25 Ağustos 2008 Pazartesi

HAVADAN SUDAN

İki kişinin sohbetine üçüncü bir kişi katıldığında sorduğu ilk soru;

"Ne konuşuyorsunuz?" olur genelde.

Genelde verilen cevap ise;

"Hiç, havadan sudan işte" dir.

"Öylesine laflıyoruz, konuştuklarımız önemli şeyler değil." denmek istenir.

Bu sözü aslında hepimiz kullanıyoruz hem de hiç düşünmeden hoyratça. Önemsizliği, hiçliği, öylesineliği anlatacak başka kelimeler yokmuşçasına. Ne kadar da kolay çıkıyor ağzımızdan öyle "havadan sudan"

Bize sınırsızca bahşedilen yaşam kaynaklarımızın hem gerçek kullanımında hem de sözel kullanımında ne kadar sorumsuzca davranıyoruz. Aldığımız her nefes, içtiğimiz her damla su paha biçilmez bir nimetken.

Oysaki şöyle adamakıllı oturup düşündüğümüzde, hava ve suyun bize hesapsızca üstelik de bedava verilen yaşam kaynaklarımız olduğunu görürüz.
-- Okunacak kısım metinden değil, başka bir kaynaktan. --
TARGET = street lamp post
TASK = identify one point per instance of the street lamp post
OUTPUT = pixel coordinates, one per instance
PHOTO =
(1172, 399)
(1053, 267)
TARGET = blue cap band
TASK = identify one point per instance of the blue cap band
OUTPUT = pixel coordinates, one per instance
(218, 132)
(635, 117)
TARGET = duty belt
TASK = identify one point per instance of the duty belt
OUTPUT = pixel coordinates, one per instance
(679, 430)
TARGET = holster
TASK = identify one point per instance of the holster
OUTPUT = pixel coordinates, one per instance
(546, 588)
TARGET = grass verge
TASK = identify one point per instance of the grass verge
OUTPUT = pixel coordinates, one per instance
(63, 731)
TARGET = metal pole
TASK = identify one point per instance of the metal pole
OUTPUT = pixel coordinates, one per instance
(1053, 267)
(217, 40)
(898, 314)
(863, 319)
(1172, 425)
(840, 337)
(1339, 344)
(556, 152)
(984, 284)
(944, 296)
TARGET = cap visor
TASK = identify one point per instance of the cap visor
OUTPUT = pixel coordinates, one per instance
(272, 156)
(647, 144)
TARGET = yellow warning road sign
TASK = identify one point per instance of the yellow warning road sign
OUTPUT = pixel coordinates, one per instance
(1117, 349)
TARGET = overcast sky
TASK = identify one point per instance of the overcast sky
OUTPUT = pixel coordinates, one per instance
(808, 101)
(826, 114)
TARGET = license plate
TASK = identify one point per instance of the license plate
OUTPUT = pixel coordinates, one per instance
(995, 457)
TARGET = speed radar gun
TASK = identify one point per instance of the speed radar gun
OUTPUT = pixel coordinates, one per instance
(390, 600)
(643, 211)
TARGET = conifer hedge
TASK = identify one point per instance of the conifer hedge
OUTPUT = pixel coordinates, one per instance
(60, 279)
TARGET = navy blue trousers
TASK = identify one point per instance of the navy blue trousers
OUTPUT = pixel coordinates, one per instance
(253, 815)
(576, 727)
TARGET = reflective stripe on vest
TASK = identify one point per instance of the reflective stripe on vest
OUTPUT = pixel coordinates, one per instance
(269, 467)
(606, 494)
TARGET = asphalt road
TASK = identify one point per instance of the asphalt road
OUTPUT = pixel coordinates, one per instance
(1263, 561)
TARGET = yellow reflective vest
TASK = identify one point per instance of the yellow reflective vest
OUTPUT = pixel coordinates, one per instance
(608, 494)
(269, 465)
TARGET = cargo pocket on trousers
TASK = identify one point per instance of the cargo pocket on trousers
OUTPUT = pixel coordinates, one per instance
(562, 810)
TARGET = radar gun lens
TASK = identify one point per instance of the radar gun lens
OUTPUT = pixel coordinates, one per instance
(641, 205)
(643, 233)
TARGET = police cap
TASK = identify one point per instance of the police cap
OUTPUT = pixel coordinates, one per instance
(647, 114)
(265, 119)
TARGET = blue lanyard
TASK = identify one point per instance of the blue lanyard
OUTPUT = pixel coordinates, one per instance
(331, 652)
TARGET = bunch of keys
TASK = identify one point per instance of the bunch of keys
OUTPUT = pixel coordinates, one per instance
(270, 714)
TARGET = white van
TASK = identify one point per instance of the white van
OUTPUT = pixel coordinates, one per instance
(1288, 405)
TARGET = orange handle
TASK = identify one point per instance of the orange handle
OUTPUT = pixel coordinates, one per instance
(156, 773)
Beyine sadece 5 dakika oksijen gitmediğinde ölümün bizi yakalayacağını, bir yudum su için bir tas elması vereceğimizi aklımıza getirirsek eğer, hava ve suyun hiç de önemsiz olmadığını kavrayabiliriz aslında.

Düşünsenize, bir insanın günde ortalama 23 bin kez nefes aldığını ve aldığı her nefes karşılığında ücret ödemek zorunda olduğunu ve bu nefesi birilerinin elinde tuttuğunu.

Sizce ne kadar servet eder? Buna güç yetebilir mi? Birilerine bağımlı nefes alıyor olmak ne kadar dehşet verici? Yaşam kaynağınızın can sıkıldığında kesilebileceğini tahayyül etmek bile kabus gibi değil mi?

Dünyayı yavaş yavaş küresel ısınma kuşatmaya başlamışken, kuraklıklar her geçen gün artıyorken, su kaynakları tükenmeye başlamışken ve ilerleyen zamanlarda su savaşlarının çıkma ihtimali yükseliyorken, içtiğimiz ve de günlük yaşamda sorumsuzca kullandığımız suya bari sözel hakaret etmeyelim.

Ve yine aynı şekilde, delinen ozon tabakasının gittikçe büyüdüğünü, dünyanın dört bir yanındaki savaşlarda patlayan bombalardan, yıkılan binaların tozundan nefes alınamadığını bütün benliğimizde hissedip saçmayalım havaya havayı.

Bütün bu artışlar hızla devam edip, birgün havasızlığı ve susuzluğu yaşamaya başladığımızda utanmamak için bence hep havadan sudan konuşulmalı aslında.